Brian R. Lawler is currently an Associate Professor for Mathematics Education in the Bagwell College of Education at Kennesaw State University and serves as coordinator for the secondary mathematics teacher certification programs. He earned his doctorate in Mathematics Education at The University of Georgia. He received his B.S. in Mathematics from Colorado State University, M.A. in Curriculum and Instruction from California State University Dominguez Hills, and M.A. in Mathematics from The University of Georgia.
Previously, Brian taught high school mathematics for 9 years in a variety of settings, including suburban, urban, and urban/rural settings. Throughout his quarter-century career in mathematics education, he has advised school districts and provided professional development to high school math teachers as they aim to transform their programs in order to meet the needs of all learners—in discourse-rich, heterogeneous classrooms.

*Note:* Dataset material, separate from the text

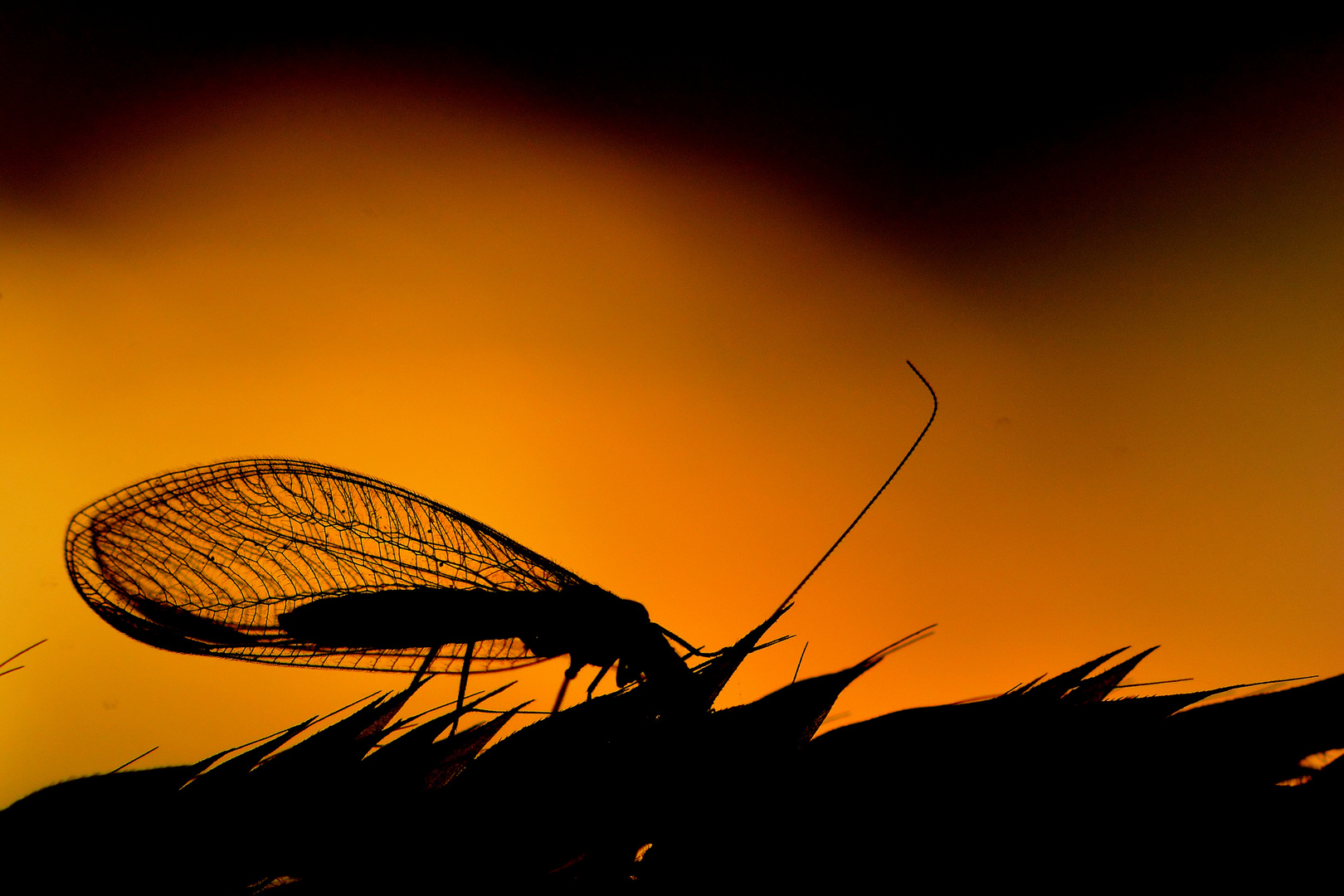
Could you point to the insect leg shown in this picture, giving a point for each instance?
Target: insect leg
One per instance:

He is a contributing author to the second edition of the Interactive Mathematics Program, a four-year, college preparatory, problem-based high school mathematics curriculum designed particularly for untracked classrooms.
Brian draws upon a Piagetian epistemological framework, a critical pedagogy, a Deweyan progressivism, and a post-structural worldview to theorize an equitable and socially just framework for mathematics education. This emerges as a Critical Mathematics Education, in which the child’s mathematics and the mathematics of society are both held, not in tension, but as interacting, in order to understand learning and teaching of mathematics in its sociopolitical context. His research focuses on the personal epistemology of adolescent mathematical learners, and power and privilege in the science, practice, and politics of Mathematics and Mathematics Education.